Obama’s words ring true in Butler County, where a handful of mostly Democrats continue to clamor for their right to be heard during meetings of the county board of commissioners. They say commissioners Chairman Bill McCarrier is shutting off vital debate by limiting the public comment portion of the meeting to items already on the agenda.

One Democratic official says McCarrier’s tight rein on the debate has turned commissioner meetings “into a poor adaption of ‘The Gong Show’ from the ’70s.” Democrat committeeman David Kerr, in a letter to the editor published Monday, called the game show atmosphere“entertaining,” but he added, “there is meanness and a bully quality about the partisan censorship dished out by McCarrier.”

It’s not as though the Democrats don’t have an elected representative on the board of commissioners. Nearly 12,000 of them voted for Jim Eckstein in the 2011 election.

“I’m humbled by the win,” Eckstein said on that election night as he learned that he had prevailed. “I’m going to do what’s best for the community. I represent the constituents.”

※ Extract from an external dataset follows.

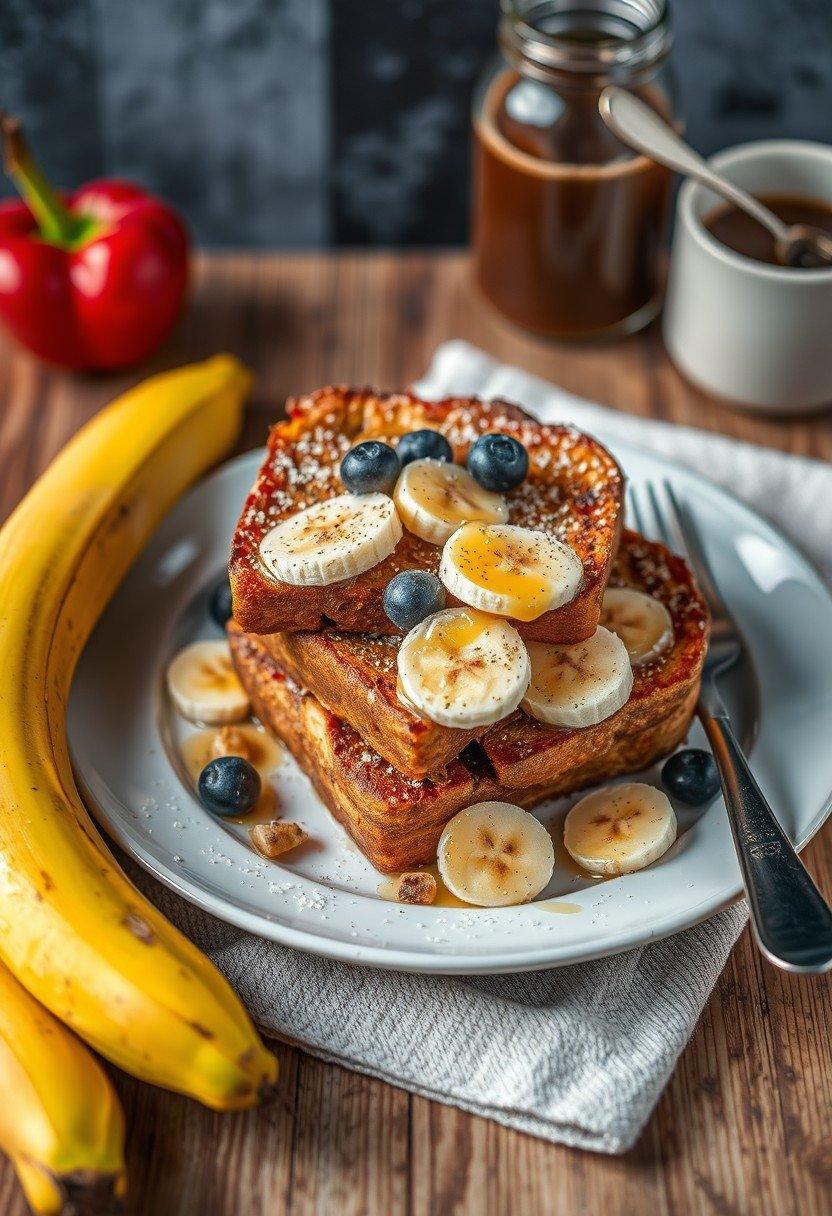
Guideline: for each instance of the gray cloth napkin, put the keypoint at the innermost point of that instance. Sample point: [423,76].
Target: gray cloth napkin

It should be a simple matter, then, for any constituent — and especially those of Eckstein’s Democratic Party — to approach Eckstein, their representative, with matters that should be discussed or even placed on the meeting agenda. And as their representative, Eckstein has a duty to see that their concerns are heard. He said so himself.

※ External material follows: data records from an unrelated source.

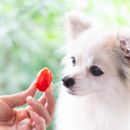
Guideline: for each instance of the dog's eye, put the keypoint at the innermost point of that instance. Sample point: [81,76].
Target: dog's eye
[96,71]
[73,60]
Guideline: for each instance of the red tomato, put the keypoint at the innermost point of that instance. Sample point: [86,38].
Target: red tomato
[44,79]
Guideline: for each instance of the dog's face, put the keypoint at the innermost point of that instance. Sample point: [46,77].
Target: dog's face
[97,60]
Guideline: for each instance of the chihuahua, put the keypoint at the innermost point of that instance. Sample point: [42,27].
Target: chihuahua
[95,94]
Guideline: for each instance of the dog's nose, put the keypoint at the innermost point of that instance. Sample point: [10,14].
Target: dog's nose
[68,81]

Sadly, it hasn’t worked out that way.

If the constituents have been reading the Butler Eagle reports about the commissioners, or watched the video recorded proceedings on the public access channel, they can clearly see that’s not what is happening. The meetings tend to be contentious, fraught with tension and overly theatrical — like the game-show farce Kerr’s letter describes.

It’s no wonder McCarrier took action.

For all the clamor they make about the constitutional right to be heard, the Democrats brought this situation on themselves. They elected a representative who is more enamored of the theatrics than he is of being their representative and communicating their interests.

As Obama said, elections have consequences.

In a representative democracy, the will of the voters should be voiced through their representatives. It’s why we elect them in the first place.

That’s a fundamental reality for every Butler County voter to consider as the 2015 commissioner elections approach.